ホーム > 資料・出版物 > メールニュース > ビルマ(ミャンマー)>政府がイラワディ川ミッソンダムを凍結 「中国側に正式な工事中止を求める」と環境団体
メコン河開発メールニュース2011年10月7日
ビルマ(ミャンマー)のカチン州を流れるイラワディ(エーヤワディ)川で、ビルマ政府と中国国営の中国電力投資公司(CPI)などが共同で建設を進めているミッソンダムについてのニュースです。
同ダムについては、その位置や規模の大きさから深刻な社会・環境影響が見込まれるにも関わらず、包括的な影響調査が行われていないこと、周辺住民約1万人が移転を余儀なくされることなど、さまざまな問題が指摘されていました。また、この数カ月はビルマ国内で建設反対運動が盛り上がり、8月23日付のメールニュースでもお伝えした通り、民主化運動指導者アウンサンスーチー氏も、同ダム建設について正式に懸念を表明していました。
そんな中、ビルマのテインセイン大統領は9月30日、「任期中[2015年いっぱい]はミッソンダムの建設を中断する」という提案を議会に提出しました。
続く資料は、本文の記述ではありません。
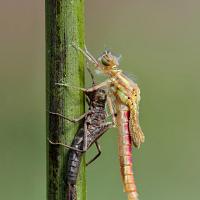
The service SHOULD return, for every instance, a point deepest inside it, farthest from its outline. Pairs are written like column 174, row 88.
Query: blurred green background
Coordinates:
column 159, row 43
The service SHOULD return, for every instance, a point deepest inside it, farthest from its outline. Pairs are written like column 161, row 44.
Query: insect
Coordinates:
column 93, row 126
column 124, row 94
建設が国民から支持を得ていないというのが表向きの理由です。ただし、実際に工事が止まるのか現時点では明らかではありません。これに関連して、ビルマ河川ネットワーク(BRN)のプレスリリースをご紹介します。
ビルマ河川ネットワーク
2011年9月30日
ビルマ河川ネットワークは、テインセイン大統領がイラワディ川ミッソンダムの建設を止める計画だという報道を歓迎する。しかしビルマ国民は、ミッソンダム建設プロジェクトの所有者である中国電力投資公司(CPI)が正式にプロジェクトの中止を宣言し、建設現場から作業員や機材などをすべて引き揚げることを求めるべきである。また、イラワディ川源流に計画されているミッソン以外の6つの大型ダム建設も直ちに中止するよう、軍事政府とCPIへの圧力をかけ続ける必要がある。それらもミッソンダムと同様、ビルマにとって非常に重大な悪影響を及ぼす。
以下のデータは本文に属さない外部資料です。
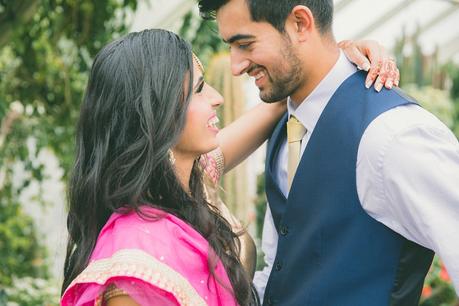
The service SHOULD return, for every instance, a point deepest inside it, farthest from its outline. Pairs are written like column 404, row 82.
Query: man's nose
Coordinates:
column 239, row 64
column 215, row 97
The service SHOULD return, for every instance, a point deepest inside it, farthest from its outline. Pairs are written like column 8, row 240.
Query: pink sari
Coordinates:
column 161, row 262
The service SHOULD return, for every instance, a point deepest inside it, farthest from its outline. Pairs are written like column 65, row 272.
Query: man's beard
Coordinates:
column 285, row 81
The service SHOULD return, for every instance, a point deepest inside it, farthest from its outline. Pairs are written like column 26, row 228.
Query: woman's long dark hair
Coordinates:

ミッソンダムが本当に中止されるなら、ビルマ国民、中でもミッソンダム建設についてビルマ国軍に抵抗し、協力を拒んだ勇敢な周辺住民にとって、大きな勝利となるだろう。
しかしミッソンダム建設現場は現在、CPIが管理しており、建設が本当に中断されるかはCPIの行動にかかっている。CPIは建設を中止することを正式に発表し、工事現場を閉鎖しなければならない。もっとも重要なこととして、移転村に強制的に移転させられた住民が元の家に戻るのが認められなければならない。
ビルマ河川ネットワークのアーナン氏はこう述べる。「中国側がミッソンダム建設の中止を公に発表し、工事現場から撤退しない限り、われわれは建設が進むものと理解しなければならない」
ミッソンダム建設が中止になったとしても、ビルマ河川ネットワークはイラワディ川源流に計画されているすべての水力ダム建設を阻止する運動を続ける予定だ。
ミッソンダム以外の6つのダムも、生産される電力は中国に輸出される。またミッ
ソンダムと同様、取り返しのつかない環境破壊や、予測不可能な水位の変動、川に頼って生計を建てる数百万の住民への社会・経済的被害をもたらす。さらに、カチン民族の住民数千人が移転を強制されるだろう。
(出典:Burma Rivers Network, “Burma Rivers Network demands official cancellation by China Power Investment of not only Myitsone but all seven Irrawaddy dams,” September 30, 2011.)